A los dieciséis años, el 8 de diciembre de 1829, toma el hábito
con el nombre de sor María Catalina, y un año más tarde
profesa los votos. A partir de aquella época, se siente atraída
por la contemplación de Jesús crucificado y por el amor de la
penitencia. Una especial atracción hacia la vida escondida, en
la que imita a Jesús cuando vivía en Nazaret, desconocido por
los hombres, la lleva a declinar cargos importantes, y escribe:
«Quiero ser siempre la última en la casa de Dios, lo que es la
mayor gloria de una religiosa».
Sin embargo, a causa de sus cualidades, le confían
responsabilidades, siendo la principal la de ser secretaria de
la abadesa. A través de sus diferentes puestos, sor María
Catalina se esfuerza por vivir con Dios, intentando complacerle
en todo mediante el fiel cumplimiento de su deber de estado:
opina que muchos pecados provienen del constante olvido de la
presencia del Señor. El día de su profesión religiosa, anota
lo siguiente: «Me acostumbraré a ofrecer cada acción antes de
emprenderla, a vivir, en suma, en presencia de Dios, deseando
cada día ser mejor que la víspera». San Benito afirma también
en su Regla: «Tenga el hombre por cierto que Dios le está
mirando a todas horas desde el cielo, que esa mirada de la
divinidad ve en todo lugar sus acciones y que los ángeles le
dan cuenta de ellas a cada instante» (cap. 7). Cuando se dirigía
a los jóvenes, San Juan Bosco les recomendaba que en el momento
de las tentaciones pensaran: «¿Cómo puedo dejarme inducir a
cometer este pecado en presencia de Dios, el Dios creador, el
Dios salvador, el Dios que puede privarme instantáneamente de
la vida? ¿Voy a hacer esto en presencia de Dios, quien,
mientras le ofendo, puede enviarme a las penas eternas del
infierno?».
Atenta a la mirada de Dios, sor María Catalina permanece en
constante coloquio con Él. A veces se la oye exclamar: «Jesús,
dame el fuego (de tu amor) para que pueda consumirme por ti».

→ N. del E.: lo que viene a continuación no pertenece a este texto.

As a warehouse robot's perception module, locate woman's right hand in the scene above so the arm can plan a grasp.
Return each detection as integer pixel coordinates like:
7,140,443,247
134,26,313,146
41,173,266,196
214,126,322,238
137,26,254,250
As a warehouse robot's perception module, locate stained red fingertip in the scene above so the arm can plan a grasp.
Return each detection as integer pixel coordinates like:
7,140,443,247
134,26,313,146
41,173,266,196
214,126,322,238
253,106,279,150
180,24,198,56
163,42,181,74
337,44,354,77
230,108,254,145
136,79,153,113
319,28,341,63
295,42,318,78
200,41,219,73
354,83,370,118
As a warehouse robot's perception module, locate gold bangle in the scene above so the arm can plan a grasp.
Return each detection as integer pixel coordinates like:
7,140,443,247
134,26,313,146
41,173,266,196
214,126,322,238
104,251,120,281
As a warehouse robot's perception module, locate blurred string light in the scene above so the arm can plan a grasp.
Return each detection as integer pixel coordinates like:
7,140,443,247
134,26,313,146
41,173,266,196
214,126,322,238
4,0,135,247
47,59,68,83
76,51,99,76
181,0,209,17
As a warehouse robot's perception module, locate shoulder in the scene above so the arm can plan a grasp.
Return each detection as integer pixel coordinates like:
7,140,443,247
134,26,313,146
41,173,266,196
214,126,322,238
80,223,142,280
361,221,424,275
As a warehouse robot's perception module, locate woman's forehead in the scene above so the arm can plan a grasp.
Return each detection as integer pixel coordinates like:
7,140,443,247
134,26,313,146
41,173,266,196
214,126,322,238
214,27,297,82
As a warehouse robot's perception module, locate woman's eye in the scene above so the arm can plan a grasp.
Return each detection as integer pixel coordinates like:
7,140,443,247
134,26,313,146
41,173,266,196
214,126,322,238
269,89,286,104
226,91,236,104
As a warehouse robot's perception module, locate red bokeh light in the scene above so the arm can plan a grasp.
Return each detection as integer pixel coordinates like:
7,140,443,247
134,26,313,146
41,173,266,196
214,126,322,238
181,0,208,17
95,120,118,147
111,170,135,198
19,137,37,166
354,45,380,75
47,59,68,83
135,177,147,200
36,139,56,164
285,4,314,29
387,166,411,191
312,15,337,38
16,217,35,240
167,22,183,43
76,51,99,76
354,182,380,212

También le gusta decir: «Penetremos en el interior del Corazón
de Jesús; allí se está bien, y nadie puede hacernos daño».
¿Hay que seguir?
Su amor por la vida escondida va unido a una poderosa atracción
por el apostolado misionero. Pero la divina Providencia, a la
que se ha entregado totalmente, le hará esperar hasta la edad
de 46 años antes de realizar ese deseo. En 1852, a su regreso
de Egipto, el confesor de la comunidad se hace eco del delegado
apostólico de El Cairo, monseñor Cuasco, quien se lamenta de
la ausencia de religiosas para la educación cristiana de la
juventud. Las monjas de Ferentino deciden abrir entonces una
casa en El Cairo. Siete años más tarde, el 25 de agosto de
1859, seis religiosas, entre las que se encuentra sor Troiani,
parten hacia Egipto.
Cuando hacen escala en Malta, se enteran del fallecimiento de
monseñor Cuasco, y se preguntan si deben continuar el viaje.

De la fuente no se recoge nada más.